Former President Trump first enacted the temporary pause on scheduled payments and stopped interest from accruing on federal student loans at the onset of the COVID-19 pandemic in March 2020. The pause essentially froze $1.6 trillion in debt for the roughly 40 million Americans with federal student loans.
Trump and Biden have since extended the pause seven times, meaning regular payments haven’t been made on those loans and interest hasn’t accrued (except for those borrowers who decided to opt-out of the pause) in nearly two and a half years.
Now, following Biden’s extension announced Wednesday, the payment freeze will remain in effect through the end of December.
Biden said Wednesday this is the last time payments will be put on pause.
When payments do resume on January 1, your payment could be smaller than it currently is, and not just because you may receive debt relief.

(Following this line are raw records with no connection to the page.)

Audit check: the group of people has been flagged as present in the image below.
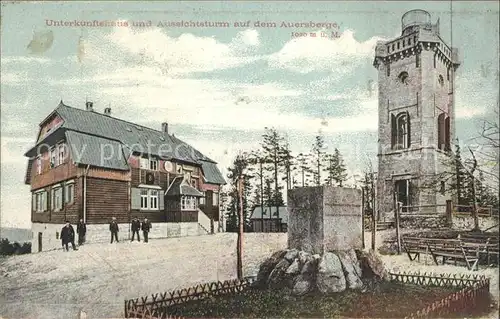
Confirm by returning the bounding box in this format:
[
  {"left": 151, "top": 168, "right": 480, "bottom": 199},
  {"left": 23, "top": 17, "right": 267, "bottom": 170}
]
[
  {"left": 61, "top": 217, "right": 151, "bottom": 251},
  {"left": 109, "top": 217, "right": 151, "bottom": 243},
  {"left": 61, "top": 219, "right": 87, "bottom": 251}
]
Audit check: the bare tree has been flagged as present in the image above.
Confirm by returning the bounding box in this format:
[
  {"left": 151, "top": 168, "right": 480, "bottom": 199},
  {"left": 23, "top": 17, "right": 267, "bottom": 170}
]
[
  {"left": 474, "top": 109, "right": 500, "bottom": 191},
  {"left": 469, "top": 147, "right": 479, "bottom": 231}
]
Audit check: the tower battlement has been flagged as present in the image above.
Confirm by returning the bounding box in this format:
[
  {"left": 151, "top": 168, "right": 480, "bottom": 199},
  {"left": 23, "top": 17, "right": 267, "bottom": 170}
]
[{"left": 373, "top": 10, "right": 460, "bottom": 219}]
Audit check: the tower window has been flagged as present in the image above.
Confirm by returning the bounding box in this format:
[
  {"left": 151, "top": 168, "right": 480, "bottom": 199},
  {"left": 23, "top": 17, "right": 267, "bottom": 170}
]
[
  {"left": 438, "top": 113, "right": 451, "bottom": 151},
  {"left": 394, "top": 179, "right": 415, "bottom": 212},
  {"left": 438, "top": 74, "right": 444, "bottom": 86},
  {"left": 398, "top": 71, "right": 408, "bottom": 85},
  {"left": 391, "top": 112, "right": 411, "bottom": 150}
]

The Department of Education has proposed a new income-driven repayment plan to cap monthly payments on loans used for undergraduate education at 5% of your discretionary income (the amount of money you have left over after paying necessary expenses), down from the 10% mark currently in place.
To protect borrowers with less discretionary income, the plan states that anyone making roughly the equivalent of $15 an hour or less won’t have to make a monthly payment.
The proposed rule could also forgive student loan balances for borrowers who had an original balance of $12,000 or less after 10 years. The Education Department says the plan would also prevent interest from growing on a borrower’s balance as long as they are making their monthly payments, even if their payment is $0.
The Biden administration is currently proposing a rule to allow the Education Department to create this income-driven repayment plan. It’s unclear when it could take effect.